Für Stellwerke blieb wenig Zeit
Volker Wissing will deshalb das Netz modernisieren, dazu hat sein Ministerium auf der eigenen Homepage sogenannte "Korridore" in einer Deutschlandkarte eingezeichnet. Noch verlaufen diese im Westen von Nord nach Süd. Die Sanierung des ersten Korridors soll 2024 starten, bis 2030 sollen alle Korridore, dann auch im Osten, modernisiert sein. Nach und nach könnten so die wichtigsten Trassen instand gesetzt werden. Im Verkehrsministerium nennt man das "Hochleistungsnetz". Für die "großflächige Modernisierung des Netzes", kündigte Wissing nun in der "Bild am Sonntag" an, werde man in den nächsten anderthalb Jahren "alle Verbesserungsmaßnahmen einleiten, die wir dafür brauchen."
Das heißt aber auch: Erst mal geschieht wenig Konkretes. Und was eben auch zur Wahrheit dazugehört: Verbesserungen bei der Bahn werden seit Jahren, nein: Jahrzehnten, versprochen. Doch grundlegend geändert hat sich kaum etwas.
Auch die Stellwerke sind alt, ihr Durchschnittsalter liegt bei 49 Jahren, und auf dem zusammengeschrumpften Netz fahren so viele Züge wie noch nie. Die Bahn hat lange Zeit auf öffentlichkeitswirksame Schnellverbindungen gesetzt: Berlin nach München in unter vier Stunden, es gab viel Aufmerksamkeit, darauf lag der Fokus. Für Stellwerke blieb da wenig Zeit. Wissings Aufgabenliste ist lang.
Alles auf einmal, das ist jetzt die Devise
Und Wissing plant zudem, die gesamte Baustellenpolitik seines Ministeriums neu auszurichten. Aktuell kann es passieren, dass manche Bahnhöfe gesperrt werden, um sie barrierefrei umzubauen. Wenige Monate später dann die nächste Sperrung – dieses Mal für einen Ausbau der Oberleitung. Der Grund dafür: Die beiden Maßnahmen werden aus unterschiedlichen Töpfen bezahlt.
Künftig soll das anders laufen, heißt es im Verkehrsministerium. Von einem "erstklassigen Ausstattungsstandard" bei der Bahn ist die Rede. Alles auf einmal, statt Flickwerk. Doch gerade, weil Baustellen in den nächsten Jahren gebündelt werden, bedeutet das zunächst: Noch mehr Verzögerungen, noch mehr Verspätungen, noch mehr Zugausfälle. Und es steht eine grundsätzliche Überarbeitung der verschiedenen Förderprogramme an, eine bessere Koordination der Maßnahmen müsste in hoher Geschwindigkeit greifen, damit der Zeitplan bis 2030 eingehalten werden kann.
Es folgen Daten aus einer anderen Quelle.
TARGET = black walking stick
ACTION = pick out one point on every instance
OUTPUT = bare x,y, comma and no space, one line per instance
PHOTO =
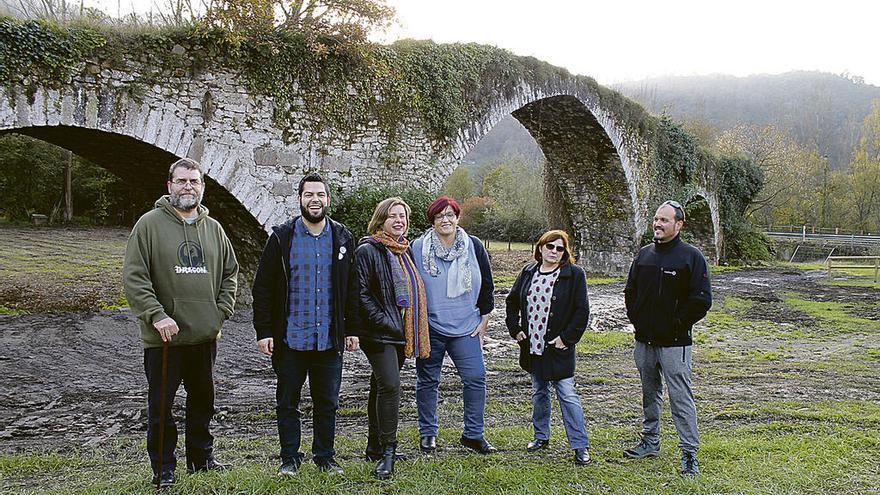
163,386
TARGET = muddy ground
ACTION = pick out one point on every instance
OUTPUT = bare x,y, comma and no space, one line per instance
75,379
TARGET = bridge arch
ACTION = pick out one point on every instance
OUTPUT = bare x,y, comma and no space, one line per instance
590,183
138,162
256,137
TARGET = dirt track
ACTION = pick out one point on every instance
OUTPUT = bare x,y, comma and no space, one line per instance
75,378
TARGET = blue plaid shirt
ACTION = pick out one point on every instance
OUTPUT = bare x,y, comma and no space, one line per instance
311,258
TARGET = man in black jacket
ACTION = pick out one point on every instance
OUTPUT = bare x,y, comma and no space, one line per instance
301,297
667,291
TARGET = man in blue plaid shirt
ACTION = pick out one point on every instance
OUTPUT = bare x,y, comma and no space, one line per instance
302,293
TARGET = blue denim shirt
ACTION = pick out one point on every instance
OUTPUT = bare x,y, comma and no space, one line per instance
308,321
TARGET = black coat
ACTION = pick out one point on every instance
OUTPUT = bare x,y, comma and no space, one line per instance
271,292
667,291
568,318
379,318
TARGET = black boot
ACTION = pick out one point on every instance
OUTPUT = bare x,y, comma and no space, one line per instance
385,468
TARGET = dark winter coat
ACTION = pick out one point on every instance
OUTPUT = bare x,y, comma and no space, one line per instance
379,318
568,318
667,291
271,292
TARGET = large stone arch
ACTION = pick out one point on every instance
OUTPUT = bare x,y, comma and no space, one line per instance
703,224
591,174
255,144
146,166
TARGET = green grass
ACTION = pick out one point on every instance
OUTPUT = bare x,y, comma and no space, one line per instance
10,311
604,342
597,280
716,269
802,454
120,303
834,317
504,281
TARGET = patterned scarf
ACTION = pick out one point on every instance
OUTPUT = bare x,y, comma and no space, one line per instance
459,280
409,292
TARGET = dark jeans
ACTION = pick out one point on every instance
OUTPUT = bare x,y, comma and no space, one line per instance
324,371
383,405
193,365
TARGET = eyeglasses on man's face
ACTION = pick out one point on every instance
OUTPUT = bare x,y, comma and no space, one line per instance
555,247
183,182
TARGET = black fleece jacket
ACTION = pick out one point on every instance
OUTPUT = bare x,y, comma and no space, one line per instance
271,292
667,291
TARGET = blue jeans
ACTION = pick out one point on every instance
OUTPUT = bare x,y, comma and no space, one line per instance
467,356
569,403
324,371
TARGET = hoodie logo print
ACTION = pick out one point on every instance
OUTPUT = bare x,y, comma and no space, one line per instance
191,258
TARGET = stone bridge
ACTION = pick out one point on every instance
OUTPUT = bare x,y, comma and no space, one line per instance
600,147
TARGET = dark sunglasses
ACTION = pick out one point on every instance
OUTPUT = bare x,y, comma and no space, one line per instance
555,247
676,205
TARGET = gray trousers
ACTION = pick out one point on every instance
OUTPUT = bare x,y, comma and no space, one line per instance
675,365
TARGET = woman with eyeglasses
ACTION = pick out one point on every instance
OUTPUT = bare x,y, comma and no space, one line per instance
547,313
393,326
458,281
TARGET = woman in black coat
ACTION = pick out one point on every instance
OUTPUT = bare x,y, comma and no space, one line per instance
547,313
393,319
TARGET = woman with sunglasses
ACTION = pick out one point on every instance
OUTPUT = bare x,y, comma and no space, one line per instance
393,319
458,280
547,313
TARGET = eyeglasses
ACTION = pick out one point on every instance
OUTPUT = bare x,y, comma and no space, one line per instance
183,182
449,215
676,205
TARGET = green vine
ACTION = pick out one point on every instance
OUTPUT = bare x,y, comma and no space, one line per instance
351,87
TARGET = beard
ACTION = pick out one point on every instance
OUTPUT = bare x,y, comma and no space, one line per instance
313,218
186,201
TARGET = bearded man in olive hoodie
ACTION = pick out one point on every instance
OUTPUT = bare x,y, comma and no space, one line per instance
180,280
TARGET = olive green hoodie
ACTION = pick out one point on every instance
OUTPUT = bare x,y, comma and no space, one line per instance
179,270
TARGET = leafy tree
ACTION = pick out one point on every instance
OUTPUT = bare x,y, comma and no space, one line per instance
787,167
30,176
459,185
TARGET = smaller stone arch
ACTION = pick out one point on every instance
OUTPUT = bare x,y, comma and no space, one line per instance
702,225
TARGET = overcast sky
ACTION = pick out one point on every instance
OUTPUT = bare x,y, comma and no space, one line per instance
621,40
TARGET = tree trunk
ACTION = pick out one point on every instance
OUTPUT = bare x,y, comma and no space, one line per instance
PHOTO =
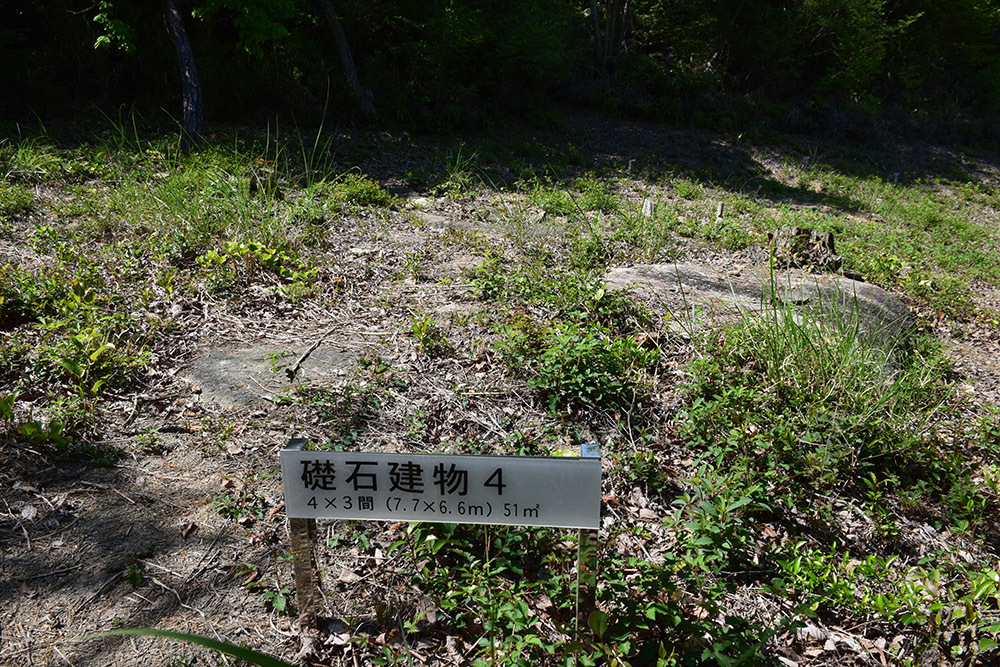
362,98
194,111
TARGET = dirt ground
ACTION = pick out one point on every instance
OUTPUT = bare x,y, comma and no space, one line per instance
186,530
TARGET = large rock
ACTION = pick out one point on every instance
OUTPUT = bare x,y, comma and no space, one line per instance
697,295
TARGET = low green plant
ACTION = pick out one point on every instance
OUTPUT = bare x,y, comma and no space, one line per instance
571,364
15,200
238,652
359,190
431,340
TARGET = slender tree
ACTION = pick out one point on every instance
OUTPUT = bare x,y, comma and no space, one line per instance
361,97
191,91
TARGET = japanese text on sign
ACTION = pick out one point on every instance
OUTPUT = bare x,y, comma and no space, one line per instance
535,491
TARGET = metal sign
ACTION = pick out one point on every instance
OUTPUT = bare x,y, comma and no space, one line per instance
558,492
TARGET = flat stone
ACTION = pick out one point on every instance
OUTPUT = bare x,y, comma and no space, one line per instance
251,377
698,296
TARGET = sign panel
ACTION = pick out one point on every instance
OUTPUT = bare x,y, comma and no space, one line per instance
559,492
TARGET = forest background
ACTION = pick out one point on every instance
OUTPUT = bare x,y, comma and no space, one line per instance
836,66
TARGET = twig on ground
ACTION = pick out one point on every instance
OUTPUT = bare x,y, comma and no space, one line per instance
290,372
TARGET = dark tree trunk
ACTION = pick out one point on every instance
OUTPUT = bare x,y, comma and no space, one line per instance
362,98
193,104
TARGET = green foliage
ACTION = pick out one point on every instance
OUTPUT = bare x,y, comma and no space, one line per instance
15,200
238,652
810,399
570,364
359,190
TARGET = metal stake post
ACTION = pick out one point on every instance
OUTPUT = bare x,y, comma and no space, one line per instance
586,563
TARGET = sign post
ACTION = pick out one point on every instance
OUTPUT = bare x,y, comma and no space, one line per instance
554,491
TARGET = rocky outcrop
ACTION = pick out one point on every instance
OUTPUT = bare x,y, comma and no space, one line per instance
698,295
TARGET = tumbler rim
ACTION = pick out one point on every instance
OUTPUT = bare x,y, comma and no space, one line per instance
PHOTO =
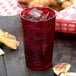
38,20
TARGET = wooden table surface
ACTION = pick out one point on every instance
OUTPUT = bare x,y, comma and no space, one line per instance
13,62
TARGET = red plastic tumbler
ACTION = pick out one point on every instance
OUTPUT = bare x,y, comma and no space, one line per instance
38,32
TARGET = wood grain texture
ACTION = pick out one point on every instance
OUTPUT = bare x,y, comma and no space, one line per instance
2,68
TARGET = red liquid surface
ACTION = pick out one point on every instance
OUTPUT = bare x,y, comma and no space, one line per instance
38,42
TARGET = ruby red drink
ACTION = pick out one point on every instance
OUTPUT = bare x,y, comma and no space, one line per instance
38,34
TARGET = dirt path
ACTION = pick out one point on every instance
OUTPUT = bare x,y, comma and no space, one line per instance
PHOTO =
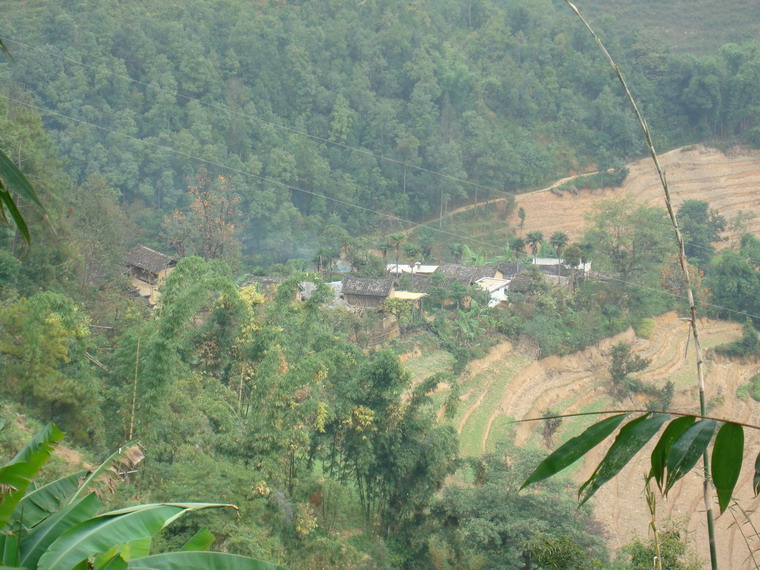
728,182
575,382
556,184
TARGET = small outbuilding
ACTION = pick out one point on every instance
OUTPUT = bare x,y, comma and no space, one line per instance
363,292
148,265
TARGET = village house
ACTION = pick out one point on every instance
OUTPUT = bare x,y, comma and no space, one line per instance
147,269
363,292
468,274
406,269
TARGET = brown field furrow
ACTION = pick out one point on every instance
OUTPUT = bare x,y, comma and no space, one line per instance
727,181
578,380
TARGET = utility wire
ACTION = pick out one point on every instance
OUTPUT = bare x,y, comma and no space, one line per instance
349,204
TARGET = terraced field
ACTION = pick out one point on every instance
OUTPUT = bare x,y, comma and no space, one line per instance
508,385
728,182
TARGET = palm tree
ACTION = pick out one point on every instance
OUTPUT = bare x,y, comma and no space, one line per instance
396,240
559,241
534,240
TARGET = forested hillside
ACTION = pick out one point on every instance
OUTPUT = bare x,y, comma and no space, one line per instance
290,143
310,110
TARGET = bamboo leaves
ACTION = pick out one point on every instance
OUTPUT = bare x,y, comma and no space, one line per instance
631,438
684,440
574,449
12,179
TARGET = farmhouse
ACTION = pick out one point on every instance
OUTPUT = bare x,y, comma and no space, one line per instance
364,292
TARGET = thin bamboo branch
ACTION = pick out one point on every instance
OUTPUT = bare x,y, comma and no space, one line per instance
134,392
706,489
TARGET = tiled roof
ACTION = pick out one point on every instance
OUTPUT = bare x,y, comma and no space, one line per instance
466,274
368,287
148,259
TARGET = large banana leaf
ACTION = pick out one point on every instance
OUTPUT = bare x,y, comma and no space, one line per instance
46,500
34,545
574,449
660,452
199,560
123,454
12,179
8,551
728,453
19,472
98,535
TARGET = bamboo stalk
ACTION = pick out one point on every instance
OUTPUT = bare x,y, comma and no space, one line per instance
706,489
134,392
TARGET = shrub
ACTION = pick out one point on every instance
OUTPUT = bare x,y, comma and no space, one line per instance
644,328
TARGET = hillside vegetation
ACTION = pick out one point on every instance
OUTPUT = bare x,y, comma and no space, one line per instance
269,148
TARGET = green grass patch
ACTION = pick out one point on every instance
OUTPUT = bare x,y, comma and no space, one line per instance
429,363
645,328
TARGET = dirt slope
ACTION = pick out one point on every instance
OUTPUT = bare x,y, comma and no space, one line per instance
579,382
728,182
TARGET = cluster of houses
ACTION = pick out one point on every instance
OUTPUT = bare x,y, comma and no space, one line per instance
147,268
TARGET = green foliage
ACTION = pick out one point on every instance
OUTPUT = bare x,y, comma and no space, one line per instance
674,552
645,328
734,283
683,442
630,240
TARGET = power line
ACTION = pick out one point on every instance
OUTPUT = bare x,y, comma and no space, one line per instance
285,128
244,172
349,204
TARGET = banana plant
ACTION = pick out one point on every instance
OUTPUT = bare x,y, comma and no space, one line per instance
59,525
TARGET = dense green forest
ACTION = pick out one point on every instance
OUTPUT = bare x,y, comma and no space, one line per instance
268,137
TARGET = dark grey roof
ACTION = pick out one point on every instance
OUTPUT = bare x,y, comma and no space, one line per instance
368,287
149,259
467,274
266,280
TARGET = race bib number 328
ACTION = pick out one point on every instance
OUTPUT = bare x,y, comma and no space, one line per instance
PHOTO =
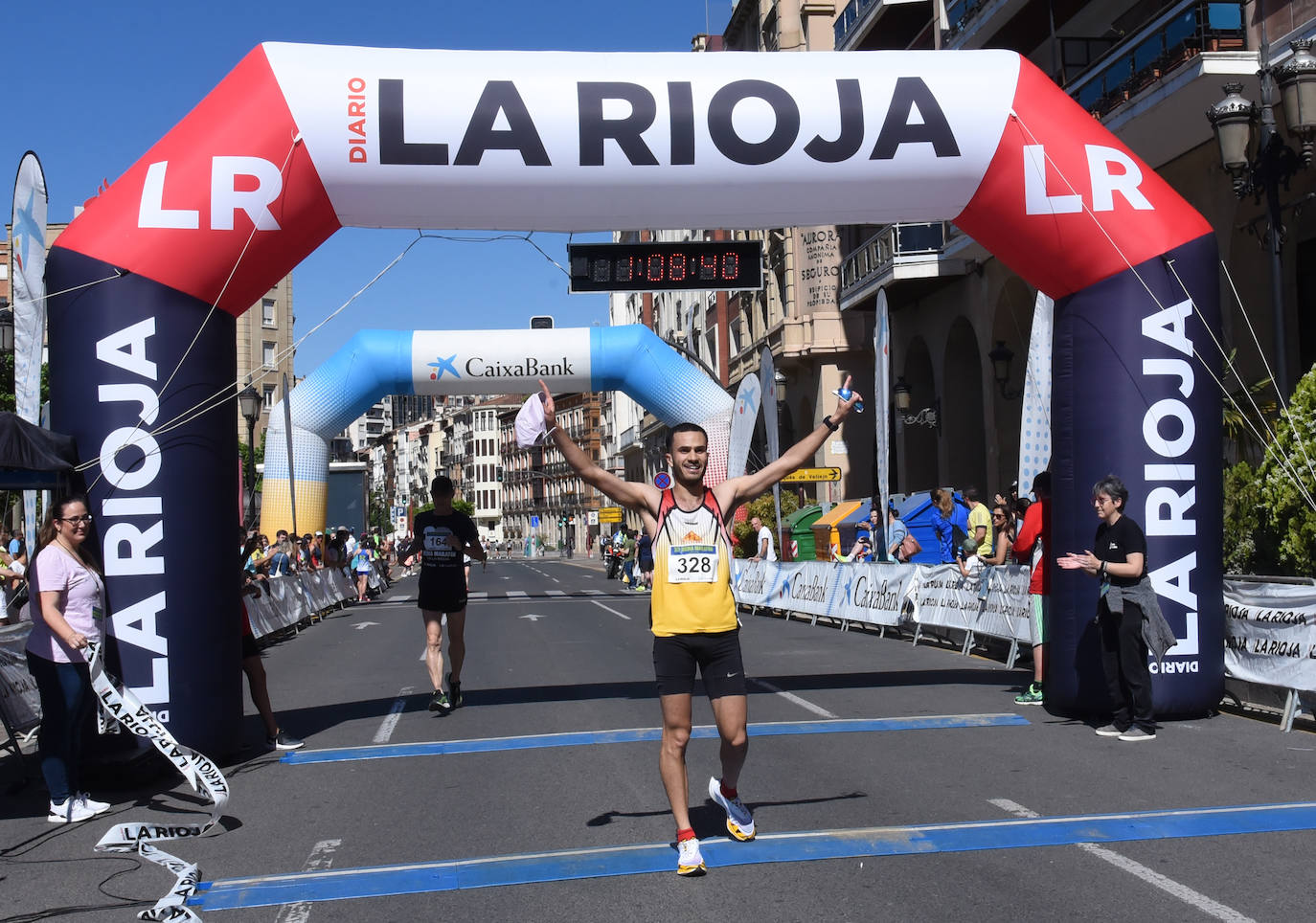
692,564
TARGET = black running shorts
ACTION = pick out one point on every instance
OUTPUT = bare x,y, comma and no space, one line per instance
716,655
442,596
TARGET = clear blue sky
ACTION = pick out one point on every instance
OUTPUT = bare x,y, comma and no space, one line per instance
92,85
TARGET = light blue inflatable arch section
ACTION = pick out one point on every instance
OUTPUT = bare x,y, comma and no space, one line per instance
374,363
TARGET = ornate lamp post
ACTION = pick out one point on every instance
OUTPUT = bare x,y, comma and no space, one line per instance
249,402
1274,163
929,416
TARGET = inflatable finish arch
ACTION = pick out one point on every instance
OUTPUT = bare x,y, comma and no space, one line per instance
302,140
475,362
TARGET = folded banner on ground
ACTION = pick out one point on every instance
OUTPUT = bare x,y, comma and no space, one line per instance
1270,634
200,774
18,696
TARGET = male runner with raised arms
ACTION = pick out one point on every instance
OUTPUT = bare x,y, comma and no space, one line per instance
441,538
692,613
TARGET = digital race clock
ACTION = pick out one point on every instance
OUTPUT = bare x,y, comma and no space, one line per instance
666,267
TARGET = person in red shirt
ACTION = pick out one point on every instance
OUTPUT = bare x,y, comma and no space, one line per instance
1031,546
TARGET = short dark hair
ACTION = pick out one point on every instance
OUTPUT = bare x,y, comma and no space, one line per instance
686,427
1114,488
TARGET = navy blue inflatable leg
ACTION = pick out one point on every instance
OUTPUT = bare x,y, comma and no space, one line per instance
166,507
1130,397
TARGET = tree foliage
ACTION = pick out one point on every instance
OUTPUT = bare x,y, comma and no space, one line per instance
1270,518
8,401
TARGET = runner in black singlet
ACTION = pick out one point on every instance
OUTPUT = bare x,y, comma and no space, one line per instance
441,538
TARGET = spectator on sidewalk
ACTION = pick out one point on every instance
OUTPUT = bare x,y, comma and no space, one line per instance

Ein schlauer Taktiker, aber kein Verkäufer
Und dann ist da noch die Frage der Finanzierung. Im aktuellen Haushalt gibt es zwar etwas mehr Geld für den Ausbau des Schienennetzes. Doch für die nächsten Jahre ist kein Anstieg des Etats vorgesehen. Eine gewaltige Hypothek für Wissing. Denn langfristige Bauarbeiten können so kaum geplant werden.
Für Wissing gibt es noch ein weiteres Problem. Nach einem halben Jahr Ampelregierung klagen etliche Abgeordnete der Koalition: Wissing sei kein Politik-Verkäufer. Ein schlauer Taktiker, das schon. Doch er gilt vielen eher als Technokrat. Die Abgeordneten müssten jeder kleinen Information hinterherrennen, sagen manche aus der Koalition.
Über seinen Vorgänger, CSU-Mann Andreas Scheuer, hieß es in Berlin: Der habe behauptet, jede gute Idee in der Verkehrspolitik sei eigentlich von ihm. Über Wissing heißt es jetzt: Selbst wenn er eine gute Idee habe – man erfahre davon gar nichts. Das war jedoch noch vor der Pressekonferenz am Mittwoch. Mancher hofft, künftig mehr solcher Auftritte zu sehen.
Wissing hat sich viel vorgenommen, es geht auch um seine Karriere. Laut "Spiegel" finden nur 14 Prozent der Deutschen, dass er eine wichtige Rolle spielen sollte. Er belegt damit den vorletzten Platz, lediglich seine Kabinettskollegin, Bildungsministerin Bettina Stark-Watzinger, kommt noch hinter ihm. Und was seine "Chefsache" ist, das hat Wissing nun mehrmals betont. Die Frage nach der Zukunft der Bahn, sie könnte zur Frage über die Zukunft von Volker Wissing werden.